Since Alito was nominated on Oct. 31, his opinions on rulings and cases have been analyzed by lawmakers, journalists and special-interest groups for clues to how he might rule on the Supreme Court. Although he is a conservative jurist in the main, his opinions have not always been predictably to the right. Several documents offer insight into Alito's views on the pressing topics of the day:

ABORTION: Working in the Reagan Justice Department during the 1980s, Alito wrote two documents that clearly demonstrate opposition to abortion. As a Philadelphia-based appeals court judge, Alito also staked out positions supporting restrictions on abortion. His 90-year-old mother said the day his nomination was announced, "Of course, he's against abortion." When meeting with congressional leaders after his nomination, however, Alito promised that his personal views on abortion would be put aside if he were confirmed as justice.

CRIMINAL PROCEDURE — FOURTH AMENDMENT RIGHTS: As a lawyer in the solicitor general's office during the 1980s, Alito argued that a police officer was justified in shooting an unarmed 15-year-old trying to avoid arrest after a burglary. In the memo, written when the administration was weighing whether to get involved in a case that was then pending before the Supreme Court, Alito wrote that shooting was reasonable within the definition of the Fourth Amendment, which protects against unreasonable searches and seizures. The young lawyer concluded that a "fleeing suspect in effect states to the police: 'Kill me or let me escape the legal process, at least for now.'" He added, "If every suspect could evade arrest by putting the state to this choice, societal order would quickly break down."

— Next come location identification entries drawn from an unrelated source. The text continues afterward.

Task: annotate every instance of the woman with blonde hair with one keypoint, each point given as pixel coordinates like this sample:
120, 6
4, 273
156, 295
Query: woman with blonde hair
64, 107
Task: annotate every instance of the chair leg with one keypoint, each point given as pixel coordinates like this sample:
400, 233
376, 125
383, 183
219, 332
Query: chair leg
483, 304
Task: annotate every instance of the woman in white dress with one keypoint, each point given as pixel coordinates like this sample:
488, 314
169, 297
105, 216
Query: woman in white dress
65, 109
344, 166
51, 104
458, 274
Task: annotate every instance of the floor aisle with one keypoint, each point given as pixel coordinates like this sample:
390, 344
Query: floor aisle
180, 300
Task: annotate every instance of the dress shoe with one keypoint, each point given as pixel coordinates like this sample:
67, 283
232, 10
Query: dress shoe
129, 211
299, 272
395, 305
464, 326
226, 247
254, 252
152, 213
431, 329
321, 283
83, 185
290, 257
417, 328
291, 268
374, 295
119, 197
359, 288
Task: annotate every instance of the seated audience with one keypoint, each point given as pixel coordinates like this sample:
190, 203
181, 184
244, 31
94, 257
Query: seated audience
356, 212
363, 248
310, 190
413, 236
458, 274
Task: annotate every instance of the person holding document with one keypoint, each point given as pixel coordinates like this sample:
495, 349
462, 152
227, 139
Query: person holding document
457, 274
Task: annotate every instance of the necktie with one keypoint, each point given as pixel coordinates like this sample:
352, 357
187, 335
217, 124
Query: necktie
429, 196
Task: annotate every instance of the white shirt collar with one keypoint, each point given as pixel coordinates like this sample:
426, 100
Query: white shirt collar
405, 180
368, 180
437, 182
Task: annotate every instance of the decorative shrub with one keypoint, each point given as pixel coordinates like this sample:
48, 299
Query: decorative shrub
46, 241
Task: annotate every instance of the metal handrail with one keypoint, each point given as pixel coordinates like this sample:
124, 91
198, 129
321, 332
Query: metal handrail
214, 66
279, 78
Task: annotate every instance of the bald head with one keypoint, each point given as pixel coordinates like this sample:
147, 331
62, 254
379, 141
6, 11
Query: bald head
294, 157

DEATH PENALTY: In an appeals court case that was overturned by the Supreme Court last year, Alito upheld a decision handed down in a 17-year-old Pennsylvania death penalty case. The defendant, convicted of robbing and killing a tavern owner, later argued his lawyers failed to consider important court material. A lower court sided with the defendant, but that decision was overturned on appeal. In a 2-1 opinion written for the majority, Alito said the defendant's lawyer had done enough to represent him.

JUDICIAL ACTIVISM: In a 64-page response to a Senate Judiciary Committee questionnaire, Alito said that federal judges must constantly guard against slipping into judicial activism to get the result they want on cases. Yet he said he saw no problem with federal judges creating strong remedies "when a constitutional or statutory violation has been proven."

RELIGIOUS FREEDOMS: As an appeals court judge, Alito appears to be a staunch defender of religious freedoms. In 1999, he wrote the majority opinion allowing Muslim police officers in Newark, N.J., to keep their beards, broadening an exemption the department had allowed only on medical grounds. That same year, he joined the majority in ruling that a City Hall holiday display in Jersey City, N.J., containing a creche, menorah, a banner celebrating diversity and secular symbols of the season did not offend the constitutional separation between church and state.

FREE SPEECH: As an appeals court judge in 2004, Alito helped to decide that a Pennsylvania law banning paid advertisements for alcohol in college newspapers was unconstitutional. In the ruling, he said that the state faces a heavy burden anytime it tries to restrict speech but had offered only "conjecture" to support its contention that the ad ban would slacken the demand for alcohol by underage college students.

HARASSMENT: In 1999, Alito wrote opinions that outlawed a school anti-harassment policy barring demeaning comments about race, religion or gender as overly broad. He also held that an Iranian woman could establish eligibility for asylum by showing she would be persecuted back home because of her sex, her belief in feminism or membership in a feminist group. And he supported a high school boy who had been bullied by students who saw him as gay and non-athletic, ruling in the majority that the school had not sufficiently protected him from the taunting.